Background: The University of Alabama, Birmingham (UAB) implemented the Patient Care Connect Program (PCCP) to improve the health and healthcare of patients while reducing costs. This qualitative case study examines the attributes of the PCCP team that contributed to its success.
Methods: In-depth, semistructured interviews were conducted with key members of the PCCP team (N = 6). Detailed notes were typed and imported into NVivo 10 for deductive coding based on characteristics of the Healthy Teams Model and the Critical Considerations of Teamwork framework. Both functional and temporal perspectives were explored.

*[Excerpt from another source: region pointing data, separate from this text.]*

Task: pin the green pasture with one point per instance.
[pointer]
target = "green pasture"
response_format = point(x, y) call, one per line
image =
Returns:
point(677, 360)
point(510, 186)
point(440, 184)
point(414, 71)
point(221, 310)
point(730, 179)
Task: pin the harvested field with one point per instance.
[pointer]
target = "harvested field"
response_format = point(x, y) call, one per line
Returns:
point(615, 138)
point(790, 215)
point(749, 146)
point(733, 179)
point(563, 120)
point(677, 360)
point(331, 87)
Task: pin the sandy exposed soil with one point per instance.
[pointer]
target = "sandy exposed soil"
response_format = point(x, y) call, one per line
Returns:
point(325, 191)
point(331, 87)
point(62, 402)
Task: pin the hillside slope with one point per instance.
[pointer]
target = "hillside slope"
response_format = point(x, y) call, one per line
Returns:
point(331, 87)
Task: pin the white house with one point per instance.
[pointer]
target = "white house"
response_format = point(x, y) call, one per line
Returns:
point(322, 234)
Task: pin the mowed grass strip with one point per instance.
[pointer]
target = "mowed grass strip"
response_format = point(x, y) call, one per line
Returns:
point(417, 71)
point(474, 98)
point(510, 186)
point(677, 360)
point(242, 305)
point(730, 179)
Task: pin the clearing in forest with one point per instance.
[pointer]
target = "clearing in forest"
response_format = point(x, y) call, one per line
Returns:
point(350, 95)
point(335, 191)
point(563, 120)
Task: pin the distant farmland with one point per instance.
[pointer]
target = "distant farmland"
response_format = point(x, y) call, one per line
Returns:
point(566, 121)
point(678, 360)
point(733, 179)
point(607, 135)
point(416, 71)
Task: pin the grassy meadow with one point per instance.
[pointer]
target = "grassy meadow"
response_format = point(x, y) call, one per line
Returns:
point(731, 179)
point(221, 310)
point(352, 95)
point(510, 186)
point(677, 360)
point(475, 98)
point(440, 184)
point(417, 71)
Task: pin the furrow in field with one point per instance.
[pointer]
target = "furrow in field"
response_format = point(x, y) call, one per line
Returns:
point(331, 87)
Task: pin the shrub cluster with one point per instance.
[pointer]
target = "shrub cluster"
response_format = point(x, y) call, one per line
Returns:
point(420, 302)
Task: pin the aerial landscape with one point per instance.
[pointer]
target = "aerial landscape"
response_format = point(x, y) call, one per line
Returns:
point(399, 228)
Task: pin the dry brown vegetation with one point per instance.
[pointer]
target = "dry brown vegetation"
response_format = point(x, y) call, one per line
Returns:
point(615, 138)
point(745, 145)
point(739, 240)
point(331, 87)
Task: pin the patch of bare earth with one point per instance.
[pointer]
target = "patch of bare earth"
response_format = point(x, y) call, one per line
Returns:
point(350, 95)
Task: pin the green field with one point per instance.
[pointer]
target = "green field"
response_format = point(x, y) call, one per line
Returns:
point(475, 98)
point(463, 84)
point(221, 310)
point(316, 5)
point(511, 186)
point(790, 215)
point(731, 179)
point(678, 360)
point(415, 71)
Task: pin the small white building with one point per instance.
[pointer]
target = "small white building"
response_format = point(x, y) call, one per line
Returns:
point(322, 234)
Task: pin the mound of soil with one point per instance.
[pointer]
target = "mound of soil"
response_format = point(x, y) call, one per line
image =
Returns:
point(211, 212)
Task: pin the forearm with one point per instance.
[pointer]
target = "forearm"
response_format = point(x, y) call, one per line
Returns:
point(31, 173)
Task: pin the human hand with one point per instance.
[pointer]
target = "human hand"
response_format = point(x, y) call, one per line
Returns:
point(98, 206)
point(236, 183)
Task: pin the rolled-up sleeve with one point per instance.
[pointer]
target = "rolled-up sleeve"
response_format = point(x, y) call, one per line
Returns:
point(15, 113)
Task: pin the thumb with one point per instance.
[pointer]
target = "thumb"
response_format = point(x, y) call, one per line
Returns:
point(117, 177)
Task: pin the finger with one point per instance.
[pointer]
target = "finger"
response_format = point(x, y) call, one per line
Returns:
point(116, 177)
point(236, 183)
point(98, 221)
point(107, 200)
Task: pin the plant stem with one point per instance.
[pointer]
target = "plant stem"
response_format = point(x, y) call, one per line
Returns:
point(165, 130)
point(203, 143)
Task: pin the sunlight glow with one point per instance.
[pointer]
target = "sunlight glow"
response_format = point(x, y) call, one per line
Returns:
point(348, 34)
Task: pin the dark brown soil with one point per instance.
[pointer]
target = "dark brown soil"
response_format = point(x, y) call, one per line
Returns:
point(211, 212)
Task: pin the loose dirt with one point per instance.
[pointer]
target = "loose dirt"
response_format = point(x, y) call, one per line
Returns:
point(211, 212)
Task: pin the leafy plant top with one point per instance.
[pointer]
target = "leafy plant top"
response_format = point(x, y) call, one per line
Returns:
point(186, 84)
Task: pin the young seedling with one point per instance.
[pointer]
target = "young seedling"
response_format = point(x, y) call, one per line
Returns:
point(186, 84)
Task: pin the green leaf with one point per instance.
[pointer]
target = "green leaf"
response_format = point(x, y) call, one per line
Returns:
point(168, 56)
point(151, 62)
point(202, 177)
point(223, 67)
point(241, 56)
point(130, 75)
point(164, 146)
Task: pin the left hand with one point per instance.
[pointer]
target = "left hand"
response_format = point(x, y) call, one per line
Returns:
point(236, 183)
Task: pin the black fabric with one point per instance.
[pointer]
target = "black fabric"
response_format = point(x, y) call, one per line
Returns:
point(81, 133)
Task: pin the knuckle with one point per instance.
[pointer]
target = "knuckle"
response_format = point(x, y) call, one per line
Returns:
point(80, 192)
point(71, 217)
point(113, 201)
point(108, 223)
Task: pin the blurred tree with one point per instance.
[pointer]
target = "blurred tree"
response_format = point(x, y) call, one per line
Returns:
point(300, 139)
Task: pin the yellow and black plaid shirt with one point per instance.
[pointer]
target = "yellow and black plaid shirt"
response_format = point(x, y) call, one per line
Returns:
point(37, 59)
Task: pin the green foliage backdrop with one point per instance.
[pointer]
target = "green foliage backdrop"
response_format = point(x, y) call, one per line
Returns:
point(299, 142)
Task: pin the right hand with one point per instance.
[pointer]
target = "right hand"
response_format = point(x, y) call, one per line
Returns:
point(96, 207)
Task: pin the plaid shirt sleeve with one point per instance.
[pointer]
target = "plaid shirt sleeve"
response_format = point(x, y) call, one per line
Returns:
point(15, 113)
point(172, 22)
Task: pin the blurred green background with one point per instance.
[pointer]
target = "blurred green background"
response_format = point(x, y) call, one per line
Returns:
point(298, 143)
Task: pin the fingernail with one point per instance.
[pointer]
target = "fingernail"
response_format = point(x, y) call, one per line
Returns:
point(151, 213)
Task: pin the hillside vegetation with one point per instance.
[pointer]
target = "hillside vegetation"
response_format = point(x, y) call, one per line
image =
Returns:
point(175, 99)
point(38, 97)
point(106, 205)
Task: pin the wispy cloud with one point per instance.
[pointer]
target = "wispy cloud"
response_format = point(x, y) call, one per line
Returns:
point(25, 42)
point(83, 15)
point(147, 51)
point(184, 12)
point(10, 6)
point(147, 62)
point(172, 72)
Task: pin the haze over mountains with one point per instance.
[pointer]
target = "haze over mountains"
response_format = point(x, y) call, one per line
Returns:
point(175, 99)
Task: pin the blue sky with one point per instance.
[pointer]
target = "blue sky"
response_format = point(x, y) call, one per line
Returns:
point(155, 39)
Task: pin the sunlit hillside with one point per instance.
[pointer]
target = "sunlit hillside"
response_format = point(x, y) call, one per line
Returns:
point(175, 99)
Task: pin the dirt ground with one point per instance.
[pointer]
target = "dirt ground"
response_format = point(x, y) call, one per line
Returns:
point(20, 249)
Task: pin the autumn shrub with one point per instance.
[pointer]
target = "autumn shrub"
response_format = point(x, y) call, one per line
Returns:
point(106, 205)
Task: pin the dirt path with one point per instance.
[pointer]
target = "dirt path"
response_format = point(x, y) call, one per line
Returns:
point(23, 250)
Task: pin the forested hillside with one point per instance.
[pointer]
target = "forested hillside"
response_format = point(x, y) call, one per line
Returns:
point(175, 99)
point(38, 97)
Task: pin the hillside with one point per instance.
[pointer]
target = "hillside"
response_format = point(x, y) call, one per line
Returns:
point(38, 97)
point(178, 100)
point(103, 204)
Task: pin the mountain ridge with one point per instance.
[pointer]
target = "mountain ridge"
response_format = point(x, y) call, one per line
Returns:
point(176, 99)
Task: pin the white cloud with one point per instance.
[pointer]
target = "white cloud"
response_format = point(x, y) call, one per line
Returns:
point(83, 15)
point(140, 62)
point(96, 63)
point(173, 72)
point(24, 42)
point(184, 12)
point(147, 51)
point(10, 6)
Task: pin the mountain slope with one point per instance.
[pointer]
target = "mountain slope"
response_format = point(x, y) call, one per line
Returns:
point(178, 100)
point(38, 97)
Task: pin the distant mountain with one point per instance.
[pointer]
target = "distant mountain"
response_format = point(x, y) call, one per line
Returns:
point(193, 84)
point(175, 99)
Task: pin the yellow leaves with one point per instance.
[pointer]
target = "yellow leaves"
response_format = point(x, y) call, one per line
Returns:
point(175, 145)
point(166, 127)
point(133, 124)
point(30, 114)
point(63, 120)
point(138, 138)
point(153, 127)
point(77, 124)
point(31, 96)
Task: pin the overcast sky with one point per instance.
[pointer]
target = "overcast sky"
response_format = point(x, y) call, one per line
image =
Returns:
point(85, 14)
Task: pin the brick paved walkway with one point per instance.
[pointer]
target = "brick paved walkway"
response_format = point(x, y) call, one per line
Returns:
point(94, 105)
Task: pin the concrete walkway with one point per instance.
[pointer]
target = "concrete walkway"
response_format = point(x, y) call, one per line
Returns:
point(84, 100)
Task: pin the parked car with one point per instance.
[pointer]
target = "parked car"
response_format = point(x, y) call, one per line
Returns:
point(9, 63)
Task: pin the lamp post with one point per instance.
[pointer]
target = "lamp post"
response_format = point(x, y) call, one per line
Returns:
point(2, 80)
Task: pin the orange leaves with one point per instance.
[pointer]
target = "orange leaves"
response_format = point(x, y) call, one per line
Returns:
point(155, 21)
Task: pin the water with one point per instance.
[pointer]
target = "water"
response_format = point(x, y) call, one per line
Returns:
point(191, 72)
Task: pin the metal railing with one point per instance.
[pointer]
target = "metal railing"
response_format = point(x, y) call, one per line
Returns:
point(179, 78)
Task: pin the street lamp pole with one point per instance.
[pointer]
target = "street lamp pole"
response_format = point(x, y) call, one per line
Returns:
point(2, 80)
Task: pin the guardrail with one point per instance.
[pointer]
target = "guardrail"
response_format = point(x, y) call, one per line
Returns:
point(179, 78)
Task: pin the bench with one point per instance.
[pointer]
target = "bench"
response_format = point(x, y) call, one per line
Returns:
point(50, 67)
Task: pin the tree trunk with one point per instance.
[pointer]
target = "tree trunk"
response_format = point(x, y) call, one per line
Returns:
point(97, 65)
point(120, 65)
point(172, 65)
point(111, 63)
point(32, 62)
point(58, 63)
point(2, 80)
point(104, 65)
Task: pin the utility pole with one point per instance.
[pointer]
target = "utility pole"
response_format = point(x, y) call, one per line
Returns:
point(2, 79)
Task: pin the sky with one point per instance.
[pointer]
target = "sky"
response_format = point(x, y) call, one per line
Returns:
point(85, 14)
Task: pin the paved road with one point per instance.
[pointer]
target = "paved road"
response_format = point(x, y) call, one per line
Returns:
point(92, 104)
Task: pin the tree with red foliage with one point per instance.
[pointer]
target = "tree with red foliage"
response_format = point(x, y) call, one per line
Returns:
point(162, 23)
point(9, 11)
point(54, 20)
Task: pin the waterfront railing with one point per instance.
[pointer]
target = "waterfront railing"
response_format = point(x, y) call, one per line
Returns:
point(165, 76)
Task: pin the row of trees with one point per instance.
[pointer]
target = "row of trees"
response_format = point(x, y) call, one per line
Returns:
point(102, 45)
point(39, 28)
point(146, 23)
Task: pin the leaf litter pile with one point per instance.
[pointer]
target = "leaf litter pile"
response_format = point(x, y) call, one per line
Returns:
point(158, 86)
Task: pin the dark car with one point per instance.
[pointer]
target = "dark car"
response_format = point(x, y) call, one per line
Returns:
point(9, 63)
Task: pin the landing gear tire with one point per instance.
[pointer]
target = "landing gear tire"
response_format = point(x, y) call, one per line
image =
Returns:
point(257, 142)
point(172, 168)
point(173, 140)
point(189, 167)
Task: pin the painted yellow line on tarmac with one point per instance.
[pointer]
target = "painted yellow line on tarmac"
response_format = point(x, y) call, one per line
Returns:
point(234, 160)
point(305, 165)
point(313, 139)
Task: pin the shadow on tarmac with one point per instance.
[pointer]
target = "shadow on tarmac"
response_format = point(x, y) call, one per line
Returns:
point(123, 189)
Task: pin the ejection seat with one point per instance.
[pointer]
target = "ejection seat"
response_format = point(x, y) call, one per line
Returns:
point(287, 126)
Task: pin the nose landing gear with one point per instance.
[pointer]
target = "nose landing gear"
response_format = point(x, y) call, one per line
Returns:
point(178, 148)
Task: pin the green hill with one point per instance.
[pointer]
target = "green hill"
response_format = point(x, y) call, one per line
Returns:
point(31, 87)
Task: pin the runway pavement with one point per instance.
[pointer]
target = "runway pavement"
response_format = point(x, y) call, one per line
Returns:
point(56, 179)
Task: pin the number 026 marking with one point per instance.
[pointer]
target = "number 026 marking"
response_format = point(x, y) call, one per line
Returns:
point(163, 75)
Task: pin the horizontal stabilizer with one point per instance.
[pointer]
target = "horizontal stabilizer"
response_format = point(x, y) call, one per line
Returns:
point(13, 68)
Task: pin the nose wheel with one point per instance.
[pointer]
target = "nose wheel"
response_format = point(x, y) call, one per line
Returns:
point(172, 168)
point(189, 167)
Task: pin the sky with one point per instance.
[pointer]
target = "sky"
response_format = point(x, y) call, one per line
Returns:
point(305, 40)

Results: Interviews with a diverse group of UAB team members revealed most attributes of a Healthy Team and all of the influencing conditions and core processes of an effective team. The PCCP team described a strong interplay of context, composition, and culture as well as strong interdependence of cooperation, coordination, coaching, and communication, which supported shared cognition and strong conflict-resolution capacity. Given the importance of funder objectives, changes to funding for the program will very likely alter the navigation model and types of services provided.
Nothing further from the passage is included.